Media drives 112 may include, for example, magnetic tape drives and/or optical disk drives, and cartridges 114 may include, for example, magnetic and/or optical storage devices. An exemplary drive includes the SDLT™ 320 magnetic tape drive, and an exemplary storage cartridge includes the Super DLTape™ Type I storage cartridge both sold by Quantum Corporation. It should be understood, however, that other storage devices and media drives may be used.

Automated storage library system 100 may further include various other features such as load ports for manually adding and removing cartridges to and from the library, various access doors, control panels, power supplies, and the like as are known in the art. For clarity, however, such additional features have been omitted from the description.

FIGS. 2, 3A-C, and 4A-B illustrate an exemplary picker mechanism for use within an automated storage library according to one example and are advantageously referenced in combination. In particular, FIG. 2 illustrates a top view of an automated storage library including an exemplary picker mechanism, FIGS. 3A-3C illustrate perspective views of an exemplary finger mechanism in an extended, partially retracted, and fully retracted position, and FIGS. 4A-4B illustrate side views of the exemplary finger mechanism in an extended and partially retracted position.

With reference to FIG. 2, a top view of an exemplary transport system within an automated storage library housing is shown.
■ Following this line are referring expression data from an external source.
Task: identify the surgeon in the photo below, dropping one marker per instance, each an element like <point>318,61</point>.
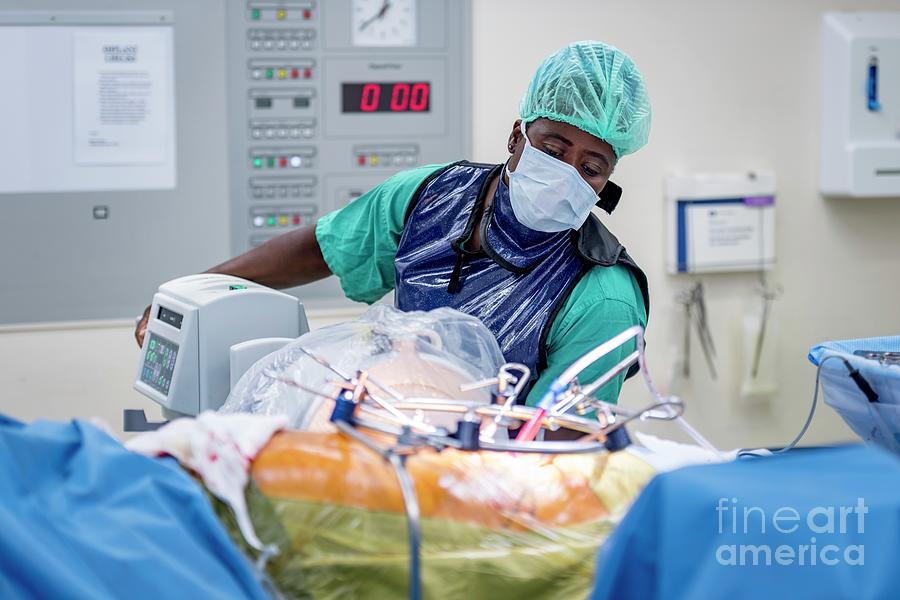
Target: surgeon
<point>515,244</point>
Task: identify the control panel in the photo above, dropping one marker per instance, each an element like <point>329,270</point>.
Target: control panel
<point>329,99</point>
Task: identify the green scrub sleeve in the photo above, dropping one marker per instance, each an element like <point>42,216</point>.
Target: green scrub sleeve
<point>604,303</point>
<point>359,241</point>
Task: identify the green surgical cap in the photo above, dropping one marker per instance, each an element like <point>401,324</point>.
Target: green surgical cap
<point>596,88</point>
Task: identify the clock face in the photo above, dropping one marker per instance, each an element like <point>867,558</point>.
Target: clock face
<point>384,22</point>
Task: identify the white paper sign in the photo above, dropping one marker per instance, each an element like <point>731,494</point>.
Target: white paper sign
<point>728,235</point>
<point>122,97</point>
<point>721,222</point>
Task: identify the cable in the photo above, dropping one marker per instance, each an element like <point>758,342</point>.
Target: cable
<point>854,374</point>
<point>413,525</point>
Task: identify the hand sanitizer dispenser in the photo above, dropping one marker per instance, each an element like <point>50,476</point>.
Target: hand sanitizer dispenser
<point>860,106</point>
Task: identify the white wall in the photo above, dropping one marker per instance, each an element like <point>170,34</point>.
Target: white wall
<point>734,87</point>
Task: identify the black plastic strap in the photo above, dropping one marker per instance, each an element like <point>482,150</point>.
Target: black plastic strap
<point>455,284</point>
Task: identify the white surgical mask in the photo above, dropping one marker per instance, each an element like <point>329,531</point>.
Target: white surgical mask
<point>548,194</point>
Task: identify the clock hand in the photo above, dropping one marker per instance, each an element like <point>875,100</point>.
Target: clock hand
<point>379,15</point>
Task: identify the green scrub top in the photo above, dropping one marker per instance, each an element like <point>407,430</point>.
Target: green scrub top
<point>360,241</point>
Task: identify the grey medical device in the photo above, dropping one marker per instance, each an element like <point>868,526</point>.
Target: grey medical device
<point>329,99</point>
<point>282,111</point>
<point>194,321</point>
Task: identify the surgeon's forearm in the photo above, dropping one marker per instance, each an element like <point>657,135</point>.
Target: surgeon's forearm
<point>285,261</point>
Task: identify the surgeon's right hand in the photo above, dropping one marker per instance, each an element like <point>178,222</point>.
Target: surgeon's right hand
<point>140,330</point>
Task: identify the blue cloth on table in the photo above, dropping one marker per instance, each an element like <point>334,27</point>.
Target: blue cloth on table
<point>876,422</point>
<point>672,543</point>
<point>82,517</point>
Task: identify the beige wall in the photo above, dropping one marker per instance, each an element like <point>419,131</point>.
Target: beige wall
<point>734,87</point>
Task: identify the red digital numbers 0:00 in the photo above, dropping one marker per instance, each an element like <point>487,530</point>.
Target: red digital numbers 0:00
<point>386,97</point>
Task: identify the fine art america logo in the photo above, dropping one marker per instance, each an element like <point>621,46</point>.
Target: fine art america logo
<point>782,528</point>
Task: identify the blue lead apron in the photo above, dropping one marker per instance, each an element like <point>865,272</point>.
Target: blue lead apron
<point>520,278</point>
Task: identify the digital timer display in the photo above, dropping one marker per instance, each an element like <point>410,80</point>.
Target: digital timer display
<point>384,96</point>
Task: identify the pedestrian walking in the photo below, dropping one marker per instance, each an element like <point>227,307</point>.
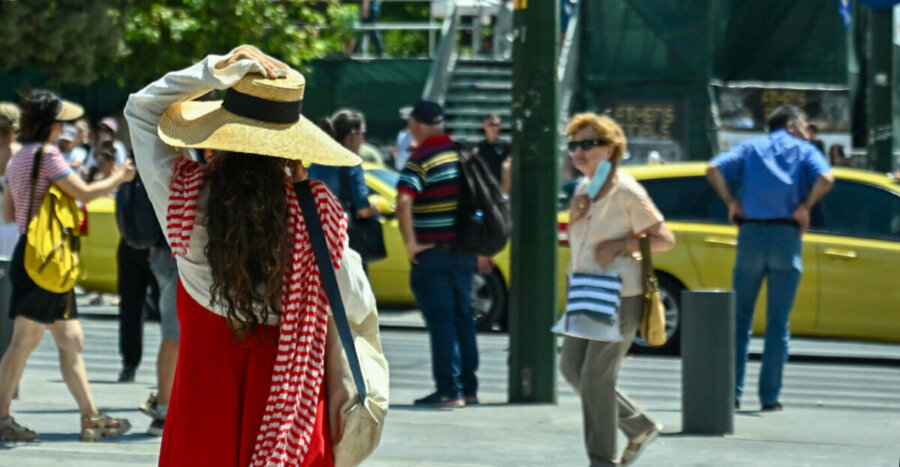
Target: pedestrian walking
<point>493,150</point>
<point>349,184</point>
<point>782,176</point>
<point>404,141</point>
<point>165,271</point>
<point>441,277</point>
<point>106,139</point>
<point>33,308</point>
<point>9,129</point>
<point>139,232</point>
<point>609,212</point>
<point>249,294</point>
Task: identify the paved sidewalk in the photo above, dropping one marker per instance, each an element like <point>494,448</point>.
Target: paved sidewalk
<point>835,415</point>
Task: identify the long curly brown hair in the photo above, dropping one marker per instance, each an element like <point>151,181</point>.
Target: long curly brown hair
<point>249,246</point>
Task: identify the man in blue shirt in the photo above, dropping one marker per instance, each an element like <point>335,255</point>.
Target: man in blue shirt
<point>781,177</point>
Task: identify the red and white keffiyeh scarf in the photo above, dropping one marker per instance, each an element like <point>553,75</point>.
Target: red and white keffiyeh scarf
<point>290,415</point>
Various devices are serviced by picker 202, sometimes referred to as a “hand” or “gripper.” For example, the storage library includes storage bins 216, media drives 212, and pass-through 219, which may be serviced by picker 202 along track 200. Storage bins 216 are arranged in magazines 217 facing an interior of the library housing. A track 200 for picker 202 runs between and adjacent to storage bins 216 to transfer picker 202 to an appropriate position to retrieve or place a storage cartridge from or with storage bin 216. Picker 202 is shown in a position that would service the rightmost media drive 212 or pass through 219. Picker 202 also has a rotational degree of freedom, controlled by a motor, which allows picker 202 to rotate relative to the sled and track 200, e.g., rotating 180 degrees or more, to access various positions along track 200.

Track

200 and picker 202 run between cartridge magazines 217. Generally, it is desirable to position cartridge magazines 217 as densely as possible while still allowing picker 202 to move therebetween and access storage cartridges with storage bins 216. Generally, the finger mechanism is desired to move a distance greater than the depth of a storage cartridge and picker 202 to engage and pull a storage cartridge completely onto picker 202. A telescoping finger mechanism allows for the finger mechanism to translate a distance greater than the depth of picker 202. Accordingly, exemplary picker 202, having a telescoping finger mechanism, may move between cartridge magazines 217 to engage and transport storage cartridges that are more densely positioned than typical with a conventional picker and finger mechanism.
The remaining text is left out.